Ninguna sociedad puede ser feliz y próspera si la mayoría de sus ciudadanos son pobres y desgraciados.
Adam Smith
En diferentes entradas hemos hecho mención al privilegio y la oportunidad que representa para las generaciones de hoy asistir al inicio de un cambio de época. Algunos estudiosos estiman comparable el cambio en ciernes con los que se produjeron durante las dos grandes revoluciones históricas ocurridas, una hace diez milenios y la otra dos siglos. Todo indica que nos hallamos en la etapa inicial de lo que será un ascenso exponencial de transformaciones tecnológicas, que llevará inexorablemente a reescribir la mayor parte de las reglas de juego que arbitran el actual estadio de la cultura, la vida de los ciudadanos, de la familia e incluso de los mercados. Si tanto las mencionadas revoluciones agrícola como industrial detonaron una enorme explosión de riqueza, no sería lógico negar anticipadamente tal resultado a una tecnología disruptiva cuya capacidad para cambiar la vida y las demandas de los ciudadanos es ya, con sus primeros pasos, tan evidente. Pero es muy probable que no se trate de un cuento de hadas. En estos años se ha hecho patente la tendencia a la desaparición de determinadas tipologías laborales de perfil rutinarios, como los de operarios de fábrica u otros empleos también rutinarios y menos manuales. Algunos advierten del riesgo que se cierne sobre las clases medias ante esta polarización progresiva del mercado de trabajo, que podría tender a repartirse entre empleos de bajo salario (no-rutinarios) del sector servicio y aquellos otros más creativos de profesionales cualificados y con capacidad de obtener ventaja con las nuevas tecnologías. Así las cosas, las rentas al capital serían fabulosamente desproporcionadas con relación a las que retribuyen el trabajo. Y en un escenario así, la esperada eclosión de riqueza daría al traste con el ideal que representa una distribuición de la misma entre el mayor número de personas.
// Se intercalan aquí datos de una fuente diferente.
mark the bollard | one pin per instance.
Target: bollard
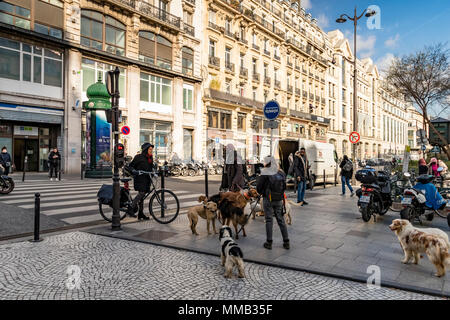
(206, 182)
(37, 212)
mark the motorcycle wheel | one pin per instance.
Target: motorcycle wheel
(8, 186)
(366, 214)
(405, 213)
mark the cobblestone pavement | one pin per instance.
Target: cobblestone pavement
(120, 269)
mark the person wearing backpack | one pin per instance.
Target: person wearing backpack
(271, 184)
(346, 174)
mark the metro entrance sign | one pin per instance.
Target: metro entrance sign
(271, 110)
(354, 137)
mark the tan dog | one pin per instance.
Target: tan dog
(207, 211)
(415, 241)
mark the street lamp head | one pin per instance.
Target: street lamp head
(370, 13)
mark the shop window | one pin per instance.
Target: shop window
(39, 65)
(188, 97)
(102, 32)
(156, 90)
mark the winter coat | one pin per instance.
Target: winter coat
(54, 161)
(299, 167)
(344, 173)
(5, 159)
(145, 163)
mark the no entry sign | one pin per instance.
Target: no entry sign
(125, 130)
(354, 137)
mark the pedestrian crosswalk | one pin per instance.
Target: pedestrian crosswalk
(75, 202)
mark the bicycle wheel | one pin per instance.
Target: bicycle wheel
(164, 206)
(106, 212)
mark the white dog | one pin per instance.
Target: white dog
(231, 254)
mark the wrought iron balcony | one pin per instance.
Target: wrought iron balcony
(229, 66)
(214, 61)
(158, 13)
(243, 72)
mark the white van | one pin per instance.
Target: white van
(321, 156)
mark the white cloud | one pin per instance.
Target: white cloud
(384, 62)
(323, 21)
(306, 4)
(392, 41)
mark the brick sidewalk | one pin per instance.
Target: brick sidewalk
(328, 236)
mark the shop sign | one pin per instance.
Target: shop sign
(26, 131)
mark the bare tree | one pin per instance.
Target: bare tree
(423, 78)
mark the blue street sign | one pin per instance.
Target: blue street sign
(271, 110)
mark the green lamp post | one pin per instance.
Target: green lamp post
(98, 132)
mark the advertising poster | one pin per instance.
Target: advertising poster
(103, 143)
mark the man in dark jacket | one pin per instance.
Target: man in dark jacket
(144, 162)
(346, 174)
(271, 185)
(301, 172)
(5, 161)
(54, 159)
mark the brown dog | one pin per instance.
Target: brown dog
(415, 241)
(208, 211)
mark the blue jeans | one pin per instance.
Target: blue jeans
(301, 188)
(346, 181)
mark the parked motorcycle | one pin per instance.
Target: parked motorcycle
(374, 196)
(414, 201)
(6, 184)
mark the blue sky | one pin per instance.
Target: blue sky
(405, 26)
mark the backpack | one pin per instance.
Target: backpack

Complejidad e incertidumbre se elevan así a categorías en la apasionante etapa de la historia que comenzamos a escribir. Unos tiempos en los que el ciudadano deberá aprender a encajar las nuevas reglas de juego junto a los retos que se avecinan, considerando un contexto cuyos sistemas políticos y leyes de protección social han dado muestra de una incipiente obsolescencia. Por la ventanilla de costes de la grave crisis de 2008 sólo pasaron –de forma asimétrica pero ejemplar – las familias, los trabajadores y las pequeñas y medianas empresas, pero no anduvieron en sus colas ni las grandes corporaciones ni la élite política. Tiempos en los que las discretas certezas con las que convivir se formularán desde un armónico desarrollo personal. Tiempos en los que ya resulta muy anacrónico rellenar las fisuras del conocimiento con la pasta de las ideologías. Más allá del debate que pugna entre una educación clásica basada en el esfuerzo personal y aprendizaje memorístico frente a la moderna pedagogía que aboga por el aprendizaje cooperativo, la polémica se torna superflua si no se consideran los elementos determinantes del florecimiento personal, tales como los hábitos que se aprenden para interpretar la realidad: para mirarla, percibirla o para prestarle atención. Al fin y al cabo, la superioridad intelectual, no viene más que de la fuerza de la atención. Esos hábitos se configuran entre las convicciones y juicios que se interiorizan en el corazón, en su mayoría aprendidos con ejemplo de quienes un día nos inspiraron, y los valores que se atesoran. Cuando un sistema de creencias hunde sus raíces –como sostenía Marañón- en el saludable sustrato de la benevolencia primero, y de la inteligencia después, se erige en algo increíble porque generan emociones saludables y decisiones impecables. Una forma de talento personal que, más allá de ventanillas de pago, hará posible acercarse a la gran ventana desde la que mirar con esperanza el horizonte y sus desafíos. Sabía bien de qué hablaba el profesor del IESE, Luis Huete, cuando comenzó la conferencia de presentación sobre su último libro[1], en Sevilla, evocando las palabras del más grande fundador del capitalismo, – y que a nosotros nos han servido para introducir este microensayo-.
[1] Liderar para el bien común. L. Huete y J. García. Ed LID 2015. (Algunas anotaciones del presente microensayo están inspiradas en la lectura de este libro).